Il chiacchiericcio intorno si abbassa per un istante. «Città 26, Paese 17» mi risponde uno prima di tornare a parlare. Avere altre voci tutt'intorno è strano, sono così diverse da quella di Elrin. Abbiamo cercato in diverse Zone del mondo una traccia ed è solo stato un caso averla trovata.

Stringo una mano su una bretella dello zaino: non è facile passare inosservati qui. È il loro mondo, la bolla che si sono creati fino ad ora senza che né io né Elrin ne fossimo a conoscenza. È probabile che ce ne siano altri nel mondo – chissà quanti, senza una rete che possa collegare tutti.

In lontananza, tra gli alberi, si intravede una città: non è niente di troppo diverso da tutte quelle che abbiamo già visto. Nuvole basse la circondano, rimanendo immobili a mezza costa sulle colline circostanti.

«Come siete finiti qui?
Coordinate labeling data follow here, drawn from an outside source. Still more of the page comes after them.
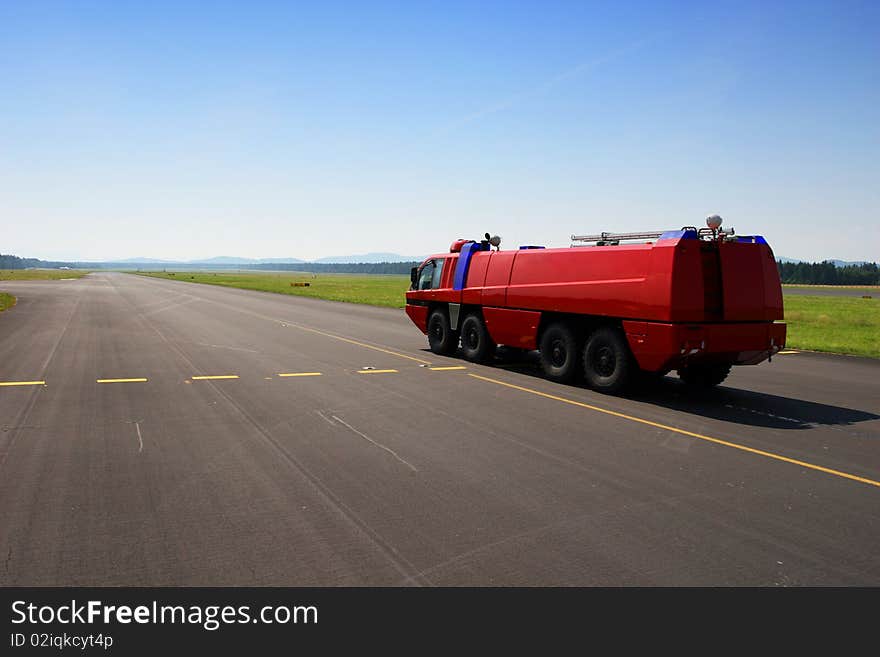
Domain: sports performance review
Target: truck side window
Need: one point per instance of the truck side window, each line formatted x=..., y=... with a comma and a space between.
x=438, y=274
x=431, y=274
x=426, y=275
Non è che il tuo compagno sia stato di molte parole».

«Elrin è fatto così» gli rispondo. È lo stesso che ci ha trovati e a cui per poco non ho sparato in viso. «Ogni tanto dice più di due frasi».

«Quindi?»

Alzo le spalle. «Eravamo in macchina, ma senza una destinazione. È esplosa una ruota e abbiamo deciso di evitare la zona cittadina... volevamo capire un attimo il da farsi senza rischiare di incorrere negli Immortali».

«A volte li abbiamo affrontati anche quassù, ma di solito preferiscono cercare di catturarci in centro».

«Ah». Sposto lo sguardo su Elrin: se ne sta a testa bassa, lanciando di tanto occhiate a chi gli sta intorno: vorrei sapere che gli passa per la testa o se sapeva quel dettaglio, ma non penso che otterrò una risposta esauriente ora come ora.

Da quando siamo usciti, davanti ai miei occhi sono comparse solo costruzioni diroccate che dovevano essere abitazioni, ma il tempo se l'è mangiate, dando modo alle armature di venire alla luce. Di tanto in tanto, scheletri appaiono tra le macerie, segno inequivocabile che la guerra è passata da qui e ha messo la parola fine a chissà quante vite: non so chi fossero, quale fosse la loro storia, ma li invidio. Loro hanno ottenuto quello che io desidero. Chissà se è lo stesso per chi mi sta intorno o se loro hanno ancora la forza di andare avanti nonostante tutto.

È tutto grigio qui intorno, eccezione fatta per la sfumatura rossastra dei ferri arrugginiti che svettano nella nebbia: sono travi che puntano verso il cielo, ma che rischiano di crollare su se stesse da un momento all'altro.

«Comunque» riprende lui. «Non ci siamo ancora presentati».

«Di solito non punto il fucile alla prima persona che vedo, ma immagino che dopo... be' secoli ho perso un po' l'abitudine».

«Tranquilla, tranquilla. Se qualcuno riesce a definire la normalità giuro che gli pago da bere».

Aggrotto la fronte quando l'altra ragazza che era con lui gli tira un pugno sul braccio e gli dice cose che non capisco. Lei scatta in avanti, lui la rincorre – urlando quel che presumo siano insulti. Questa potrebbe essere la loro normalità: qualcosa che assomiglia a quel che il mondo era prima.